Merger-and-acquisition activity may be slow in most regions of the country, but it is picking up steam in California. 

At least six deals involving small California banks have been announced since mid-May, including four in Southern California. The latest was announced late Wednesday, when First Foundation Bank in Irvine said that it would buy the $153 million-asset Desert Commercial Bank in Palm Desert  for $16 million in stock. The deal, expected to close later this year, would be the first ever for the four-year-old First Foundation and create a company with $456 million of assets and five branches spread throughout Southern California. 

Rick Levenson, the president of Western Financial Corp., a San Diego investment bank, said it makes sense that the pace of dealmaking is picking up in California because the state is home to so many community banks and there is simply not enough business to go around for all of them. With loan demand still weak, about the only way for banks to grow these days through acquisitions, he said. 

He pointed out, too, that several of the buyers are formerly troubled institutions that recently received large infusions of capital and are anxious to put the funds to use.  

Opus Bank in Irvine, for example, raised $460 million last year from private-equity groups and in the last four months has announced two acquisitions and laid out plans to open as many as 17 branches. In its most recent deal announced in early June, Opus said that it would acquire the parent of Fullerton Community Bank for roughly $50 million. 

And earlier this week, Mission Community Bancorp, which received a $15 million capital infusion last year, announced that it would acquire the struggling Santa Lucia Bancorp in Atascadero, Calif.
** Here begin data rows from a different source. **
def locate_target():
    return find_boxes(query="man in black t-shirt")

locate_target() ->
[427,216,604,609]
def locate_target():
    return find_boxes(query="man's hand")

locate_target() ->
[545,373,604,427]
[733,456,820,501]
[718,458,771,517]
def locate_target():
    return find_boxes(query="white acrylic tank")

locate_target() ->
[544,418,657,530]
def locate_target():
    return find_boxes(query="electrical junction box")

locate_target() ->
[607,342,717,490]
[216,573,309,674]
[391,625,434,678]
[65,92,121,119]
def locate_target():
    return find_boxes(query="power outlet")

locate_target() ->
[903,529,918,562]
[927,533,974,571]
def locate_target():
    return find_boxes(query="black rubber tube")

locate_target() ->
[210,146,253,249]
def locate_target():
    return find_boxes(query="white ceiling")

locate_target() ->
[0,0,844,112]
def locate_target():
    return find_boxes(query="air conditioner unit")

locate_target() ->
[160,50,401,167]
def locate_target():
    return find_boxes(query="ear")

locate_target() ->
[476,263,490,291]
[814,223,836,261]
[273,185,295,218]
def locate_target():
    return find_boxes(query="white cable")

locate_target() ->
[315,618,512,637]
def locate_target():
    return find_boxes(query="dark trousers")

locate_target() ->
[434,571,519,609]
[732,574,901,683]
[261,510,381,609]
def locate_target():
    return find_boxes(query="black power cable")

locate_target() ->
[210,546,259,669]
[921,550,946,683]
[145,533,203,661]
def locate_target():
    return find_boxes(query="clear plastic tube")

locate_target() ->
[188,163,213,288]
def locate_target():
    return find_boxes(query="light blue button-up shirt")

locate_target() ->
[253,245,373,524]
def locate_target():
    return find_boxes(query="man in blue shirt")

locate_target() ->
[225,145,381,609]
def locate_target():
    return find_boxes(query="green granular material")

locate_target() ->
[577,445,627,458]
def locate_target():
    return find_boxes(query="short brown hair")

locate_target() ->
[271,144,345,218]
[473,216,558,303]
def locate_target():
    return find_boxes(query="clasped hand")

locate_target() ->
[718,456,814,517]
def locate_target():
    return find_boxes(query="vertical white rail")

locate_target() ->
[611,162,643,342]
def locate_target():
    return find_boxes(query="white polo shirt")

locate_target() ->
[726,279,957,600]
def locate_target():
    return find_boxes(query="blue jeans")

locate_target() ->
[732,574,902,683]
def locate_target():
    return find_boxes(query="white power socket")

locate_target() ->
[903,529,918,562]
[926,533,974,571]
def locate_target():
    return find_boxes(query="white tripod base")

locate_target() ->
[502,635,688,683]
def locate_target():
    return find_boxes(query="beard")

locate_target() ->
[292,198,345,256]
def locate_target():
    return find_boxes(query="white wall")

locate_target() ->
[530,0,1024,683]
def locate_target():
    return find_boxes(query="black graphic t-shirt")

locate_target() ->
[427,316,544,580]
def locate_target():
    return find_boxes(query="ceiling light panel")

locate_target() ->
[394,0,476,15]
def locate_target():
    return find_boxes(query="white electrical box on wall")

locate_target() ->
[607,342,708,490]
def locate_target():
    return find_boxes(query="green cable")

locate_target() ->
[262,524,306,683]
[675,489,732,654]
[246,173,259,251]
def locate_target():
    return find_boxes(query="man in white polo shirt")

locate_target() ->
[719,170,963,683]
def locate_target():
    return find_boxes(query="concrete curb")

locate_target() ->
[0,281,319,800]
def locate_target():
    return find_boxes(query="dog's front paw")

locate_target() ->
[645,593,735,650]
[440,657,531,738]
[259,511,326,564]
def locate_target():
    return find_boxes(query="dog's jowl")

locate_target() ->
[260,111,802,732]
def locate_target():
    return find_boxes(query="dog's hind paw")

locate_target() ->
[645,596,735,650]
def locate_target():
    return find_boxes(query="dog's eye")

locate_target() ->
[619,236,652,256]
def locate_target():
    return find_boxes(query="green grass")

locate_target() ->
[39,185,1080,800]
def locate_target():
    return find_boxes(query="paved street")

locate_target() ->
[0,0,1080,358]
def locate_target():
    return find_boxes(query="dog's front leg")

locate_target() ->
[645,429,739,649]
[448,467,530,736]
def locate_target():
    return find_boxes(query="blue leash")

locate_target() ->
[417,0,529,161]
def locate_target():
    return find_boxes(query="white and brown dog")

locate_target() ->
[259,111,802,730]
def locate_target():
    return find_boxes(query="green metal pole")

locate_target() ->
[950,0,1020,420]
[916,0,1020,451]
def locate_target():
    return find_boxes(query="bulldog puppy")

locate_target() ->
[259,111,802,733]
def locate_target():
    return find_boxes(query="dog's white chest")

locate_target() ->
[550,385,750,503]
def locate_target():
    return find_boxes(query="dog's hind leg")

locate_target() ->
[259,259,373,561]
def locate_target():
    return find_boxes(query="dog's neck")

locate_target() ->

It's hard to say, though, if M&A activity in California will increase or slow down in the coming months.  

Levenson said that with industry facing an onslaught of new regulations, there's a recognition among community bankers that they need to team up to become more efficient and better compete against larger banks. But, he added, "there are probably not that many good acquisition opportunities out there, so there's a sense [among buyers] that they need to be making deals now."